Mr Assad is backed by Russia, as well as Shia militia groups themselves backed by Iran, while the US is supporting the Kurdish SDF forces who have been a crucial ally in battling Isis – the major aim in Syria for the administration of President Donald Trump. Turkey has also started an offensive to push the US-backed Kurdish forces out of the northern town of Afrin, near the Turkish border, which has also increased tensions between Washington and Ankara.
“Pro-regime forces initiated hostilities with artillery pieces (howitzers). Additionally, Syrian pro-regime forces manoeuvred T-55 and T-72 main battle tanks with supporting mortar fire in what appears to be a co-ordinated attack on Syrian Democratic Forces approximately five miles east of the Euphrates River de-confliction line in Khusham, Syria,” Colonel Thomas F Veale, of the US-led coalition forces said of the latest clash.
The US Defense Secretary Jim Mattis called the attack “perplexing” during a press conference on Thursday.
By crossing the river, the pro-government forces would have violated the existing de-confliction agreement that had been agreed between Washington and Moscow as they had sought to reduce the threat of confrontation in a country that has become a complicated patchwork of potential clashes.
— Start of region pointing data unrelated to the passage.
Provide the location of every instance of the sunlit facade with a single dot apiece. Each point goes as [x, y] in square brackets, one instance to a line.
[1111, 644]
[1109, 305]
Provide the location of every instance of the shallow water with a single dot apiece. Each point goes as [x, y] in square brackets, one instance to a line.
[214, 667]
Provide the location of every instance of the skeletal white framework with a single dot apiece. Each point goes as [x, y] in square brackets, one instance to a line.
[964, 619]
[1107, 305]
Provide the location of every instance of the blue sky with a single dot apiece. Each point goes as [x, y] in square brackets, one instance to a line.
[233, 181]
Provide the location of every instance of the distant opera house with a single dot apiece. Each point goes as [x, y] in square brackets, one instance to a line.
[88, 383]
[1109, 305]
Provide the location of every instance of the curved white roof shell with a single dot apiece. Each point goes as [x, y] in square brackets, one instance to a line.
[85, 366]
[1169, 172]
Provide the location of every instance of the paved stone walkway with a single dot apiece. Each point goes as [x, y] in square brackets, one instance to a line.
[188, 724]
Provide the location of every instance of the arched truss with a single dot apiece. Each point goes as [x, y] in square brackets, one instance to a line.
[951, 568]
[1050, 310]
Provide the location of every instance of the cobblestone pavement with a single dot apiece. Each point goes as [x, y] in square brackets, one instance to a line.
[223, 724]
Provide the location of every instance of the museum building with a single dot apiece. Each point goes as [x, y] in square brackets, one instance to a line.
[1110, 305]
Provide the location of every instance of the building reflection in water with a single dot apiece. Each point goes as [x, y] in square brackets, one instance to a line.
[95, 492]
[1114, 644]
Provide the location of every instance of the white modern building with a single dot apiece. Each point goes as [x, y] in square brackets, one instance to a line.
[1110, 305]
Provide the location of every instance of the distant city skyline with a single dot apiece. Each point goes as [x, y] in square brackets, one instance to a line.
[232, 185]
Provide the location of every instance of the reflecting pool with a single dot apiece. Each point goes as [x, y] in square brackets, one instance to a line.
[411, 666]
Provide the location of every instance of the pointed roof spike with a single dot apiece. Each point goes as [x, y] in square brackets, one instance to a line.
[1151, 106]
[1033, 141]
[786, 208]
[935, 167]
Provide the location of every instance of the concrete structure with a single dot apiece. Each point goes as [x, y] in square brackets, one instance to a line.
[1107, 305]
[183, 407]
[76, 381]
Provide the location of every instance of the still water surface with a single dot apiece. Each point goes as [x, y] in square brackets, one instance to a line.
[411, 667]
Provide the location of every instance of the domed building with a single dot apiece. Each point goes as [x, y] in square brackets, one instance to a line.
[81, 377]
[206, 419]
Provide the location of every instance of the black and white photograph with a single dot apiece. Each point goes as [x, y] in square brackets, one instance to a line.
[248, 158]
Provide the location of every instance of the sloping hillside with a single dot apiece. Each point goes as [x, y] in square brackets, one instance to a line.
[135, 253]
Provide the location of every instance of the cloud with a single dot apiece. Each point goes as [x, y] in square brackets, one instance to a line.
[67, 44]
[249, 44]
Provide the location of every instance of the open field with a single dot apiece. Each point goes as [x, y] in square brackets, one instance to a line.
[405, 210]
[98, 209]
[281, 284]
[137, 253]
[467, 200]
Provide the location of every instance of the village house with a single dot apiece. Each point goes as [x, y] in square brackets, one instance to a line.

In a letter to the United Nations, Syria’s Foreign Ministry described the strike as a “war crime” and called for the coalition to be dismantled, Syrian state news agency SANA said. “We demand [that the international community] condemn this massacre and hold the coalition responsible for it.”
Russia’s Interfax news agency cited the country’s defence ministry as saying the incident showed the US goal in Syria was not to battle Isis but “the capture and withholding of the economic assets”, an apparent reference to the Khusham oil field. Russia itself had entered the war in Syria saying that it was also looking to defeat “terrorists”, although not just Isis, but has become a crucial ally for Mr Assad.
Russia’s UN envoy, Vassily Nebenzia, described the deadly US-led coalition strike as “regrettable”.
In a later statement, Pentagon spokeswoman Dana White stressed the coalition strikes were purely defensive. Washington was not seeking to fight Syrian forces, she said.
“We are not looking for a conflict with the regime [of President Assad],” Ms White said.
Adding to the tension, the latest battlefield clashes come amid a backdrop of escalating tension over allegations of the use of chemical weapons by President Assad’s forces, and increased violence around Damascus. Syria forces are pounding besieged pockets of rebel-held towns in Eastern Ghouta, with the Syrian Observatory for Human Rights, a Britain-based monitoring group, alleging that dozens had been killed in the aerial bombardment.
The US State Department has backed a UN call for a month-long pause in hostilities to allow for humanitarian aid and an evacuation of citizens. It also reiterated allegations of recent use of chemical weapons such as chlorine against his own people by Assad. While Syria denies such claims, they are being investigated by the Organisation for the Prohibition of Chemical Weapons (OPCW).
On Thursday State Department Spokesperson Heather Nauert said: “We are yet again appalled by the recent reports of the Assad regime’s use of chemical weapons and the escalation of bombings that has resulted in dozens of civilian deaths in the last 48 hours.”
French Foreign Minister Jean-Yves Le Drian told BFM TV on Wednesday that “all indications show us today that the Syrian regime is using chlorine gas at the moment” in attacks on rebel-held areas.